碧い人魚の海
「大丈夫だよ、人魚。あたしたちは気楽にしてたらいいの。人魚とあたしはただの賑やかしなんだから。奥さまはいつも、夕食のあとは男どものどちらかを残して、あたしたちのことはさっさと帰してしまわれるんだ。だからご飯を食べて帰ってくるだけ。お屋敷で出される食事はすごいおいしいんだよ。楽しみにしててごらん」

 夕食の前に、ナイフ投げはナイフ回しの技を、ブランコ乗りはバク宙などの曲芸を、舞姫は華麗なダンスを、貴婦人の前で披露した。ルビーはすることがなかったので、座長と貴婦人の間に座ってそれらを眺めていた。
 貴婦人は何年か前に夫を亡くしたということで、黒い服を身にまとっていた。ベールのついた黒い帽子をかぶっていたので顔はよく見えなかったが、ベール越しにそのぼんやりした白い輪郭を覗き込んだ瞬間からルビーは、なぜかそれに見おぼえがあるような気がして仕方がなくなった。

 テーブルに案内され、食事が運ばれてきた。
 貴婦人はベールを少しだけ上げて顔を隠したまま、口元だけを見せて食事をした。

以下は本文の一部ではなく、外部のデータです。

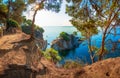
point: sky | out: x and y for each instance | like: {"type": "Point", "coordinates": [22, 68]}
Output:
{"type": "Point", "coordinates": [49, 18]}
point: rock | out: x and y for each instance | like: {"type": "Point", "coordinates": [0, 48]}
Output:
{"type": "Point", "coordinates": [60, 44]}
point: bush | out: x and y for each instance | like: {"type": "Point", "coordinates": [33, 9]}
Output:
{"type": "Point", "coordinates": [64, 35]}
{"type": "Point", "coordinates": [40, 29]}
{"type": "Point", "coordinates": [52, 54]}
{"type": "Point", "coordinates": [12, 23]}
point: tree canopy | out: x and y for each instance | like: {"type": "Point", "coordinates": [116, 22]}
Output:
{"type": "Point", "coordinates": [104, 13]}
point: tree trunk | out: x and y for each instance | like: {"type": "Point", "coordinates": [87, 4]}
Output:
{"type": "Point", "coordinates": [32, 26]}
{"type": "Point", "coordinates": [90, 50]}
{"type": "Point", "coordinates": [104, 34]}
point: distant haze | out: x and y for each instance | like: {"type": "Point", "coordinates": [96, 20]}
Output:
{"type": "Point", "coordinates": [49, 18]}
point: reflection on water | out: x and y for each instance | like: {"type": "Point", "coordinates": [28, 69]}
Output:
{"type": "Point", "coordinates": [80, 53]}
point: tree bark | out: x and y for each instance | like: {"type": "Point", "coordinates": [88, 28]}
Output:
{"type": "Point", "coordinates": [104, 35]}
{"type": "Point", "coordinates": [32, 26]}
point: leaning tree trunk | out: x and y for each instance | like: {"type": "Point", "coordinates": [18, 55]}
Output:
{"type": "Point", "coordinates": [90, 50]}
{"type": "Point", "coordinates": [104, 34]}
{"type": "Point", "coordinates": [32, 26]}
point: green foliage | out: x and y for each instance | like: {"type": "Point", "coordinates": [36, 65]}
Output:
{"type": "Point", "coordinates": [38, 28]}
{"type": "Point", "coordinates": [52, 54]}
{"type": "Point", "coordinates": [3, 12]}
{"type": "Point", "coordinates": [98, 51]}
{"type": "Point", "coordinates": [12, 23]}
{"type": "Point", "coordinates": [75, 33]}
{"type": "Point", "coordinates": [64, 35]}
{"type": "Point", "coordinates": [72, 64]}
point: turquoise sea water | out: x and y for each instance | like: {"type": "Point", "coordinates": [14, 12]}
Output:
{"type": "Point", "coordinates": [80, 53]}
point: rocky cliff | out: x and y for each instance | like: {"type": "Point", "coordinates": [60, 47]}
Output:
{"type": "Point", "coordinates": [15, 56]}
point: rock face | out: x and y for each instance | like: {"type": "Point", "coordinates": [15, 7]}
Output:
{"type": "Point", "coordinates": [13, 63]}
{"type": "Point", "coordinates": [61, 44]}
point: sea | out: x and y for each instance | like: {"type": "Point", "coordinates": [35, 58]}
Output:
{"type": "Point", "coordinates": [81, 53]}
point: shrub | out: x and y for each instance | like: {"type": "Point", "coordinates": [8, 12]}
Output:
{"type": "Point", "coordinates": [64, 35]}
{"type": "Point", "coordinates": [12, 23]}
{"type": "Point", "coordinates": [37, 28]}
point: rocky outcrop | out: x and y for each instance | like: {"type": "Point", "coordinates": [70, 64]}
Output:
{"type": "Point", "coordinates": [61, 44]}
{"type": "Point", "coordinates": [14, 53]}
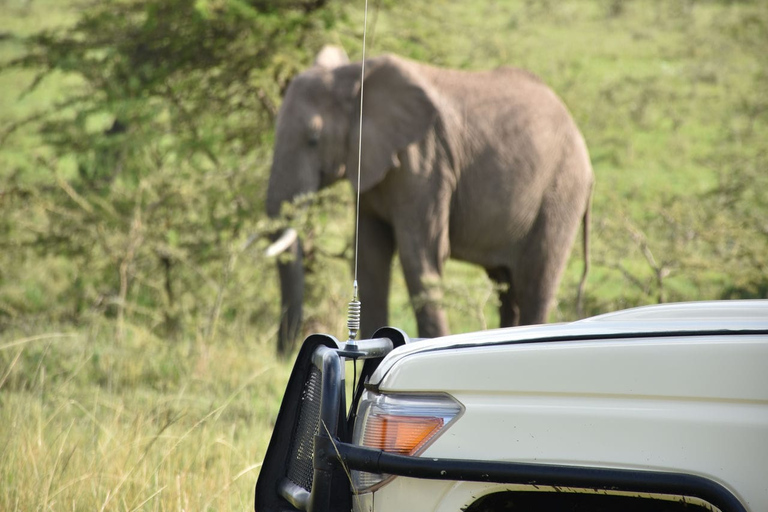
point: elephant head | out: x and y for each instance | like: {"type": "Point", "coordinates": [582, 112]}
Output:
{"type": "Point", "coordinates": [316, 143]}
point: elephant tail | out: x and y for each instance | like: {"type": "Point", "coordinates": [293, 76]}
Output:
{"type": "Point", "coordinates": [585, 242]}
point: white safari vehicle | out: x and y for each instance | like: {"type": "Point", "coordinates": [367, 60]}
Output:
{"type": "Point", "coordinates": [659, 408]}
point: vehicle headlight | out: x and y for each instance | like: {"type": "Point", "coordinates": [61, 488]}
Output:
{"type": "Point", "coordinates": [404, 424]}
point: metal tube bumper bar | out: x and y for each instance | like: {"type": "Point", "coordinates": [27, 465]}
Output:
{"type": "Point", "coordinates": [652, 482]}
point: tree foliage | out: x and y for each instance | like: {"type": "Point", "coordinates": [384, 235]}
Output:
{"type": "Point", "coordinates": [159, 152]}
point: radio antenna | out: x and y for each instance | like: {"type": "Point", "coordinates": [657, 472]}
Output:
{"type": "Point", "coordinates": [354, 308]}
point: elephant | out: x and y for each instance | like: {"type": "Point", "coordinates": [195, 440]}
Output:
{"type": "Point", "coordinates": [487, 167]}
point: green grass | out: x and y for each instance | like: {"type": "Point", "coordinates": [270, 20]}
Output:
{"type": "Point", "coordinates": [92, 423]}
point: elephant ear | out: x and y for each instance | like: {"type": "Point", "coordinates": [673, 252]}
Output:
{"type": "Point", "coordinates": [397, 112]}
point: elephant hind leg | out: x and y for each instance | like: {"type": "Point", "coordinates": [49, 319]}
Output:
{"type": "Point", "coordinates": [542, 262]}
{"type": "Point", "coordinates": [509, 312]}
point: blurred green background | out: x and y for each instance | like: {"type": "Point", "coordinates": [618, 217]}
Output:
{"type": "Point", "coordinates": [137, 330]}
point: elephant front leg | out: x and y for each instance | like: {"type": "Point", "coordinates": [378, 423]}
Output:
{"type": "Point", "coordinates": [375, 252]}
{"type": "Point", "coordinates": [423, 275]}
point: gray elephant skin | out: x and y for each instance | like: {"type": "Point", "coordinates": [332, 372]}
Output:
{"type": "Point", "coordinates": [487, 167]}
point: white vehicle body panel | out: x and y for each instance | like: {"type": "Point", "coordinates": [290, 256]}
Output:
{"type": "Point", "coordinates": [679, 388]}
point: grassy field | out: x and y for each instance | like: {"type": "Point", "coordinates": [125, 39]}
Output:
{"type": "Point", "coordinates": [672, 97]}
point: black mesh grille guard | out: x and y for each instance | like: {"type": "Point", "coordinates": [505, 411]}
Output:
{"type": "Point", "coordinates": [313, 402]}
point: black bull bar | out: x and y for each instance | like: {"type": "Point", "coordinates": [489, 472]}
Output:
{"type": "Point", "coordinates": [309, 457]}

紅い紅を差したようなその口元を、ルビーはやはり見おぼえがあるように感じたが、それがだれなのかはよく分からなかった。
 見世物小屋でみんなが食べる、いつものパンとスープと肉、のようなひと皿料理ではなく、オードブルから始まるコース料理だった。
 メインディッシュに料理が進み、運ばれてきた皿をひと目見たとき、ルビーは青くなった。

 ルビー、ルビー……。

 皿の中から、彼女の名前を呼ぶ声が聞こえてきたのだった。

 ルビーは素早く周囲を見回した。
 隣の舞姫も、向かいのブランコ乗りとナイフ投げも、左右に向かい合わせに座っている座長と貴婦人も、だれ一人としてその声に気づいている様子はなかった。
 ブランコ乗りは横を向いて、貴婦人にしきりに話しかけていた。ナイフ投げは無言で、旺盛な食欲を見せて、給仕にパンのお代わりをもらっていた。舞姫と座長は、ブランコ乗りの言葉の合間に、さりげなく貴婦人に話しかけようと待ち構えている様子だった。
 だれもルビーに気をとめるものはいない。
 ルビーは再び皿に目を移した。

 色とりどりの野菜や食用の花に彩られ、ワインカラーのとろりとしたソースのかかった大きなステーキが乗っていた。色は白っぽくて綺麗な焦げ目がついていた。声はそこから聞こえてきたのだった。